On Sat, Mar 16, 2019 at 5:02 AM Gustavo Carneiro <gjcarneiro@gmail.com> wrote:
On Sat, 16 Mar 2019 at 10:33, Steven D'Aprano <steve@pearwood.info> wrote:
On Fri, Mar 15, 2019 at 10:53:31PM +0000, MRAB wrote:

> There was also the suggestion of having both << and >>.
>
> Actually, now that dicts are ordered, that would provide a use-case,
> because you would then be able to choose which values were overwritten
> whilst maintaining the order of the dict on the LHS.

Is that common enough that it needs to be built-in to dict itself?

If it is uncommon, then the conventional solution is to subclass dict,
overriding the merge operator to use first-seen semantics.

The question this PEP is trying to answer is not "can we support every
use-case imaginable for a merge operator?" but "can we support the most
typical use-case?", which I believe is a version of:

    new = a.copy()
    new.update(b)
    # do something with new

Already been said, but might have been forgotten, but the new proposed syntax:

    new = a + b

has to compete with the already existing syntax:

    new = {**a, **b}

The existing syntax is not exactly an operator in the mathematical sense (or is it?...), but my intuition is that it already triggers the visual processing part of the brain, similarly to operators.
 
The only argument for "a + b" in detriment of "{**a, **b}" is that "a + b" is more easy to discover, while not many programmers are familiar with "{**a, **b}".

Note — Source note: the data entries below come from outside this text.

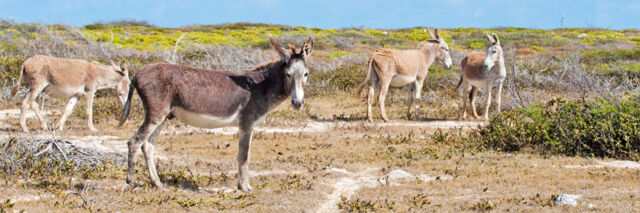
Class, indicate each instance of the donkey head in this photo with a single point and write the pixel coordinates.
(122, 85)
(296, 71)
(494, 52)
(442, 50)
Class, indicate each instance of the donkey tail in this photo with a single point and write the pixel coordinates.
(127, 106)
(367, 77)
(18, 83)
(459, 83)
(462, 67)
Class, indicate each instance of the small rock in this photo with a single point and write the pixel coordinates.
(568, 199)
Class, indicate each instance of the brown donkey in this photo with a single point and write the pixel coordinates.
(212, 99)
(398, 68)
(68, 78)
(482, 70)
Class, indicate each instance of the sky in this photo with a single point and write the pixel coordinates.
(380, 14)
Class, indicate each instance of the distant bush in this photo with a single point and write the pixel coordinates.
(600, 128)
(608, 56)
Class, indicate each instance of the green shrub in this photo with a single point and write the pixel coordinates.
(599, 128)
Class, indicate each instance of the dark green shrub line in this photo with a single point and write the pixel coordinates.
(598, 128)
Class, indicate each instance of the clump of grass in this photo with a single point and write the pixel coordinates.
(598, 128)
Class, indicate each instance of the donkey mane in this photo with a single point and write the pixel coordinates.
(266, 66)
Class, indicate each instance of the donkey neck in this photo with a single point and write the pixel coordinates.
(429, 51)
(502, 71)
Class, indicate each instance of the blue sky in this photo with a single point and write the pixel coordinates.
(546, 14)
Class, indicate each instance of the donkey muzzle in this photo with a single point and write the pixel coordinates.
(297, 104)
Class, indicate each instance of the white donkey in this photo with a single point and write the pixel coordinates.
(482, 70)
(68, 78)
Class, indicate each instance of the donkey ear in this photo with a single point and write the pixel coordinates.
(292, 48)
(123, 66)
(489, 38)
(307, 47)
(431, 34)
(284, 54)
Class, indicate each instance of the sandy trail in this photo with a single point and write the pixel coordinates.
(350, 182)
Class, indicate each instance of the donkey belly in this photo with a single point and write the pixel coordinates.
(401, 80)
(61, 93)
(204, 120)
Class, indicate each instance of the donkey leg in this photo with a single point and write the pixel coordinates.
(486, 110)
(472, 101)
(498, 95)
(417, 96)
(384, 87)
(243, 158)
(35, 91)
(465, 93)
(138, 141)
(67, 111)
(370, 96)
(23, 112)
(412, 90)
(154, 136)
(89, 112)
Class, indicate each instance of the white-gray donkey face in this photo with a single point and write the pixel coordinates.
(494, 52)
(297, 74)
(442, 53)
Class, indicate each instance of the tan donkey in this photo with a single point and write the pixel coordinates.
(398, 68)
(68, 78)
(482, 70)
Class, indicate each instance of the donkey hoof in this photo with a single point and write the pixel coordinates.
(245, 187)
(159, 186)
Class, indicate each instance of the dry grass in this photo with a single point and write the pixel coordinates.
(341, 162)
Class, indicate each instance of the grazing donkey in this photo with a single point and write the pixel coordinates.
(398, 68)
(213, 99)
(482, 70)
(63, 78)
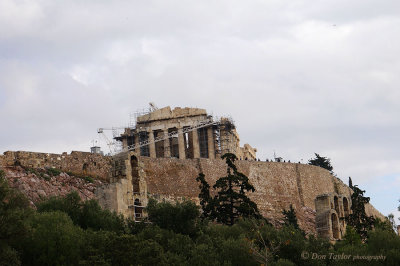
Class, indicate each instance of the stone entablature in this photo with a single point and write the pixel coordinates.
(331, 212)
(173, 133)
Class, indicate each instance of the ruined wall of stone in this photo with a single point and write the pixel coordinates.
(85, 163)
(277, 184)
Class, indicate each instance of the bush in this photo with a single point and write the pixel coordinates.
(182, 218)
(54, 241)
(86, 214)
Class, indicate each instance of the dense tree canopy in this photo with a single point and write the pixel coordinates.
(358, 219)
(320, 161)
(231, 201)
(67, 231)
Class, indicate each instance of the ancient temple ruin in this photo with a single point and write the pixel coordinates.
(184, 133)
(331, 212)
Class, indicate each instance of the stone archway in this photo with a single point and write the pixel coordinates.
(335, 226)
(346, 207)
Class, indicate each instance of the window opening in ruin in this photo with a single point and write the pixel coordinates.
(144, 150)
(84, 167)
(203, 142)
(159, 144)
(131, 140)
(135, 173)
(173, 143)
(138, 208)
(335, 226)
(345, 206)
(336, 202)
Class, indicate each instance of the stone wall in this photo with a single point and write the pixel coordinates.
(84, 163)
(277, 184)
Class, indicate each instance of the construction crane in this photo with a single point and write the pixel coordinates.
(112, 145)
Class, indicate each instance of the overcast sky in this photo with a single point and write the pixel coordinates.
(297, 77)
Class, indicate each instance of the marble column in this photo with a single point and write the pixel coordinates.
(137, 149)
(181, 144)
(152, 144)
(210, 140)
(167, 150)
(196, 144)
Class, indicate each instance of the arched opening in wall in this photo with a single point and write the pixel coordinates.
(336, 202)
(85, 168)
(159, 144)
(335, 226)
(144, 150)
(203, 142)
(346, 207)
(135, 173)
(138, 209)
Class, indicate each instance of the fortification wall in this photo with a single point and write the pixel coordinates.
(277, 184)
(84, 163)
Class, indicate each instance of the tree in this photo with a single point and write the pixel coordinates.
(231, 201)
(320, 161)
(14, 213)
(358, 219)
(180, 217)
(290, 217)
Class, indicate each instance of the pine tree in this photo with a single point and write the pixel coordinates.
(231, 201)
(358, 219)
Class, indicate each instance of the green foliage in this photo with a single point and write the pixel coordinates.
(182, 218)
(290, 217)
(14, 213)
(67, 231)
(86, 214)
(320, 161)
(231, 201)
(358, 218)
(204, 196)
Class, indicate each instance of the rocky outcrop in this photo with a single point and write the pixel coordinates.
(39, 183)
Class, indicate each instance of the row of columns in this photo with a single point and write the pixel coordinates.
(181, 144)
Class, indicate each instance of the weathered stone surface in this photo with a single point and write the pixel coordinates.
(84, 163)
(277, 184)
(37, 188)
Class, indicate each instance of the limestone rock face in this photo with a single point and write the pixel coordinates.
(37, 187)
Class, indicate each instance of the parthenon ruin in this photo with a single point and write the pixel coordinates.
(184, 133)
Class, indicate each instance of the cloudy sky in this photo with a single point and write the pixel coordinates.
(297, 77)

I wonder if this is only a matter of time, and over time programmers will become more accustomed to "{**a, **b}", thereby reducing the relative benefit of  "a + b"?  Especially as more and more developers migrate code bases from Python 2 to Python 3...

FWIW, even as a core developer I had forgotten that the {**a, **b} syntax existed, thanks for the reminder! :)  But that's more likely because I rarely write code that needs to update and merge a dict or when i do it's still 2and3 compatible.

Antoine said:

> If "+" is added to dicts, then we're overloading an already heavily used operator.  It makes reading code more difficult.

This really resonated with me.  Reading code gives you a feel for what possible types something could be.  The set of possibilities for + is admittedly already quite large in Python.  But making an existing core type start supporting + reduces the information given to the reader by that one line of code.  They now have more possibilities to consider and must seek hints from more surrounding code.

For type inferencers such as us humans or tools like pytype, it means we need to consider which version Python's dict the code may be running under in order to infer what it may mean from the code's context.  For tooling, that's just a flag and a matter of conditionally changing code defining dict, but for humans they need to carry the possibility of that flag with them everywhere.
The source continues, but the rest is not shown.